Securing investment risk in a communal housing project

  • Erstellt am 2024-01-20 12:13:50

11ant

2024-01-21 14:27:52
  • #1
P.S.: I regret if mentioning the number 7 may have caused this misassociation. A club requires two members; only for (not necessary) registration does it require seven.
 

ypg

2024-01-21 17:04:30
  • #2
Phew, a lot of confusion… reminds me of a shared apartment, whether old, young, or otherwise alternative to the conventional residential unit of a couple or family. I find such a housing project fundamentally very interesting and also very future-oriented.


So it doesn’t belong to G1 and G2? …but only to the family?! Then all thoughts are already lost if you want to give G1 and G2 money… You renovate, give money, and then the real owners come and say “thank you” –

The group will probably not last as planned during the renovation with so much potential for conflict. It starts where someone thinks they can work more or faster than another, another (or others, personally I’m not in favor of gendering) can’t work as often as the next, C again has done something wrong or not properly, which D then has to fix, E has a much longer commute and eventually gets grumpy and G2 thinks he has more rights because it’s family property and wants to pull out of the renovation. This delays the whole project and sooner or later everyone is somehow pissed off or the cause of disharmony.

I don’t know any partnership that exists as financier and craftsman where the craftsman later doesn’t believe he has exclusive rights because only he works… forgetting that without money he wouldn’t have any work.
And conversely, with property it’s similar when “his own property” is eventually mentioned to non-owners to claim more rights.

All of this doesn’t exactly sound encouraging or optimistic – and it isn’t.




Here is, for example, another stumbling block: supposedly rent-free and then not. Suddenly the financier is supposed to pay rent. Yes, the money is a loan and should also be treated as such. However, the loan should come from party X, so as not to offer emotionally confused grounds for attack.

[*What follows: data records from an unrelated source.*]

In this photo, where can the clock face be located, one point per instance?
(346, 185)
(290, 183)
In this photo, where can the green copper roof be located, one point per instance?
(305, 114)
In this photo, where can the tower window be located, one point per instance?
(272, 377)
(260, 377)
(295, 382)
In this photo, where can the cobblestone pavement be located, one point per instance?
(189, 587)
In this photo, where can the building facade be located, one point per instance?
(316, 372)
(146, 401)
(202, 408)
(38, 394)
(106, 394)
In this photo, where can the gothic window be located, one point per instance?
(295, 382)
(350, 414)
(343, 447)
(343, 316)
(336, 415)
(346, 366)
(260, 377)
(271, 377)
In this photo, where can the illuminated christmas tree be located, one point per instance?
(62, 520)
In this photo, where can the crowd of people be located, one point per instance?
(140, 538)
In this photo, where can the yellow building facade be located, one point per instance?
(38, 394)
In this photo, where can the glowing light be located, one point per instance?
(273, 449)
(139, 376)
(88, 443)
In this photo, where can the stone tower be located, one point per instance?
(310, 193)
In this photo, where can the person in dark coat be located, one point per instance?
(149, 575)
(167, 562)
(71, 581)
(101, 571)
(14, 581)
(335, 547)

May I ask what you want to achieve with €50,000? What is that about? Flooring and a nice communal kitchen?
Or even renovation work?


But that is a private loan?! You don’t have to “amortize” it with rent… and honestly: how many months of “investment” are we talking about? With a €20,000 loan, that’s 20 months at €500 cold rent… that should be foreseeable.
As for the private loan (by the way, I am often in favor of it when something needs to be arranged): what use is it if the other party can’t pay out?!

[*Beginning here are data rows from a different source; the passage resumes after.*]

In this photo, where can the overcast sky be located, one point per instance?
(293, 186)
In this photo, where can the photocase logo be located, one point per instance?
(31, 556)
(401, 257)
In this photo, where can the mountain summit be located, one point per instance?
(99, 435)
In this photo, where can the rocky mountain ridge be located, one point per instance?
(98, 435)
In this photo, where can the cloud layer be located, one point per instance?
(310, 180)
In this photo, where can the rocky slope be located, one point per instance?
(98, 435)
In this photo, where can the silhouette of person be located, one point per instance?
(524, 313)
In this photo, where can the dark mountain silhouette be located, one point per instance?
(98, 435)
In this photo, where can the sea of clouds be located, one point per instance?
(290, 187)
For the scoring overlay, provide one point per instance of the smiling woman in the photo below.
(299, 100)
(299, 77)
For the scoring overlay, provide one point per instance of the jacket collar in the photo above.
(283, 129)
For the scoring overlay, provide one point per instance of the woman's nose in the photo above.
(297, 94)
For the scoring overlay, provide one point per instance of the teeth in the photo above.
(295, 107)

First rule: all tenants rent for at least 5 years and commit. Anything else leaves you vulnerable and unplannable. Whoever drops out is out of luck.
Second first rule: one person in the group is the owner and offers residential rights. Otherwise, you depend on every whim of the owner. This person is also the administrator and has a house account. Ultimately, they have responsibility.
I consider an anti-authoritarian or alternative management unfeasible.
(I must say here: I am neither in such a field nor do I have any knowledge except life experience and common sense.)

But I see the fundamental problem with ownership structures and probably everywhere a lack of liquid funds or ignorance about financing etc.
The easiest way is for owner X as administrator to simply take out a loan of, for example, €100,000, have it renovated, and let the seven needy people live there for rent. Further matters are then clarified in the rental agreement, and everyone can be happy.
 

Grundaus

2024-01-23 11:34:24
  • #3
if it belongs to the family of G1 and G2, then the contract must also be signed by the family, i.e. all owners. If you are unlucky, it is a community of heirs. Put everything and really everything in writing and better discuss for days now than argue for years later. There are plenty of examples where 2 people rented an old house and renovated it themselves, up to shared flats with up to 50 people and their own businesses.